We then remove the population graph model (namely w/o PopulationGM) from our framework to demonstrate its effectiveness. In Table 7, compared to our method, the performance of w/o PopulationGM is poorer on all datasets at different label ratios. The reasons could be that the population graph model is essential for learning individual features for each subject and improving the performance of personalized diagnosis.

5.2 Effectiveness of the dynamic graph representation

We remove the dynamic graph representation (namely w/o DynamicGM) from our framework to demonstrate its effectiveness. As shown in Table 7, compared to our method without DynamicGM, our method improved by 12.14%, 16.68%, 15.55%, and 4.68% in terms of all label rates on the dataset FTD, OCD, ADNI, and ABIDE. The reason could be that the updated graph representation of each subject can exploit the important brain regions in the population graph model which is essential for accessing the graph structure dynamically.
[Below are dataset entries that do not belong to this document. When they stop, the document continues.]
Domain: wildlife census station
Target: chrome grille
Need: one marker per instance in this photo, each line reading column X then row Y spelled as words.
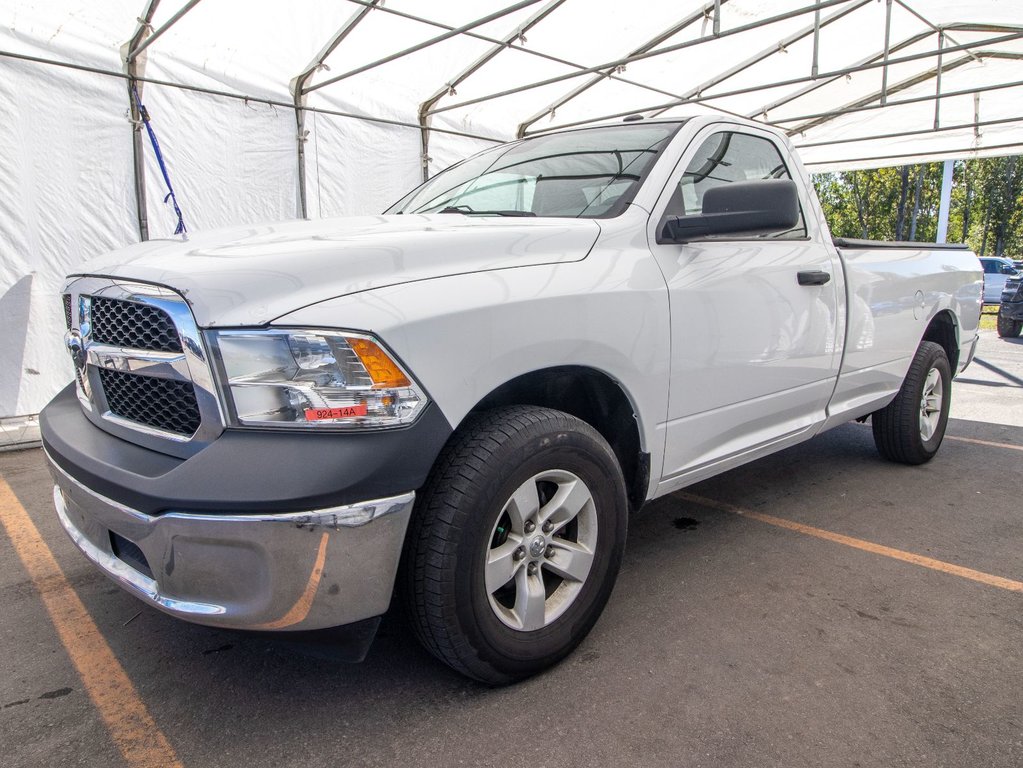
column 136, row 326
column 160, row 403
column 141, row 366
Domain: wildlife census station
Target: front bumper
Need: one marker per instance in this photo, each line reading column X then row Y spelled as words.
column 295, row 571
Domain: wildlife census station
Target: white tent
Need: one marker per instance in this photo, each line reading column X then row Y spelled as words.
column 324, row 107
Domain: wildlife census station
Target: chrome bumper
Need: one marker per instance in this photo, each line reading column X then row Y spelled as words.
column 299, row 571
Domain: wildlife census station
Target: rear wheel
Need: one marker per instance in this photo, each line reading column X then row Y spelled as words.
column 1009, row 328
column 910, row 427
column 516, row 543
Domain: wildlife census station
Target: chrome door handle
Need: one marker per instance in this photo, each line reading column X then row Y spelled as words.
column 813, row 277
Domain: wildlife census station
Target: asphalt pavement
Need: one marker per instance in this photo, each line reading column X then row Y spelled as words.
column 818, row 607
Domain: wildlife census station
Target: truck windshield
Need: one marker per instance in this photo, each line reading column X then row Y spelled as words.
column 592, row 173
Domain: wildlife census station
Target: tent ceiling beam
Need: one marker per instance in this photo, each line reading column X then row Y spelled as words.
column 648, row 46
column 1011, row 147
column 426, row 43
column 888, row 35
column 648, row 54
column 764, row 110
column 240, row 96
column 904, row 102
column 771, row 50
column 975, row 125
column 905, row 6
column 298, row 93
column 814, row 58
column 869, row 101
column 797, row 81
column 468, row 72
column 136, row 50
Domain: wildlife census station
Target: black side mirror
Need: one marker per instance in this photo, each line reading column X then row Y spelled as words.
column 742, row 207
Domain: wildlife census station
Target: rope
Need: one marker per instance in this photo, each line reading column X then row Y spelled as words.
column 180, row 228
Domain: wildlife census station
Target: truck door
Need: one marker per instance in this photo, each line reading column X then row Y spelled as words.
column 755, row 350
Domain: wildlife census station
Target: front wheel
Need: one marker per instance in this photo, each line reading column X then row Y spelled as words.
column 1009, row 328
column 516, row 542
column 910, row 427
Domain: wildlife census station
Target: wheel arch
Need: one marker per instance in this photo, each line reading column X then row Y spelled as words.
column 593, row 397
column 943, row 330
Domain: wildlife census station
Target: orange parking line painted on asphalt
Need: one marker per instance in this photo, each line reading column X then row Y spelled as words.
column 866, row 546
column 988, row 443
column 133, row 729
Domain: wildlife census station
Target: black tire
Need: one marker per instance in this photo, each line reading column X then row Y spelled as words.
column 1009, row 328
column 899, row 431
column 456, row 527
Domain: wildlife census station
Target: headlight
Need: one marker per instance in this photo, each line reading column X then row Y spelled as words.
column 313, row 378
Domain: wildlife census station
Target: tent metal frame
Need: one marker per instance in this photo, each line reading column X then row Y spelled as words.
column 144, row 36
column 792, row 81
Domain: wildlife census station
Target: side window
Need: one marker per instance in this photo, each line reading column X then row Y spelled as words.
column 725, row 157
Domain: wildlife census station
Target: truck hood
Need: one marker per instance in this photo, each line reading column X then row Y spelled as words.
column 251, row 275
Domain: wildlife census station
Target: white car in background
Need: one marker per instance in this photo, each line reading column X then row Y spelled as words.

5.3 Effectiveness of the individual graph model

Table 7 shows the classification performance of our proposed method and the comparison methods with different label rates (i.e., 10%, 20% and 30%). After evaluating the effectiveness of the individual graph model (namely w/o IndividualGM), we can see that the proposed method is superior to w/o IndividualGM, and the results increased by 4.89% with regard to all label rates on all datasets. The reason might be that the individual graph model can extract relationships among subjects, and successfully capture important information for brain diseases diagnosis.

5.4 Effectiveness of selected specific brain regions

To further verify the importance of selecting specific brain regions \({\textbf{T}}\) (SelectSBA), we conducted experiments that removed from our framework (namely w/o SelectSBA) on all datasets. As shown in Table 7, the results of our proposed method are better than that of w/o SelectSBA on disease classification task, which indicates that selecting specific brain regions \(\mathbf{{T}}\) plays a vital role in improving the classification effectiveness.

Then, the visualization of top brain regions by the proposed method on all datasets can be viewed in Fig. 2. The proposed method selected 12, 13, 14, and 25 brain regions on the dataset FTD, OCD, ADNI, and ABIDE, respectively.

6 Conclusion

In this article, we have proposed a new hierarchical graph learning with convolutional network framework for brain disease diagnosis, which can process both local brain regions and subject information as a whole. The framework consists of two parts including the individual graph model that learns the node representation of each brain region through GCN and uses a graph to capture the graph-level features of each subject, and the population graph model that further updates the graph data by embedding each node through the aggregation of representations of its neighbours and itself. Experimental results show that our proposed method surpasses the comparison algorithms on three real data sets. In future work, we will improve our model as follows. Aiming to the data, the characteristics of rs-fMRI may not be considered comprehensively, that is, the time series information and the correlations between time series will be considered in the future model. Paying attention to the model structure, each subject has private information and common information related to different diseases, so our future model will optimize the model structure and search the private information and common information across subjects and across similar diseases. Trying different kinds of graph representations and features to improve the accuracy of brain disease prediction, and focusing on the interpretability of each brain region of each subject and of each subject at the same time.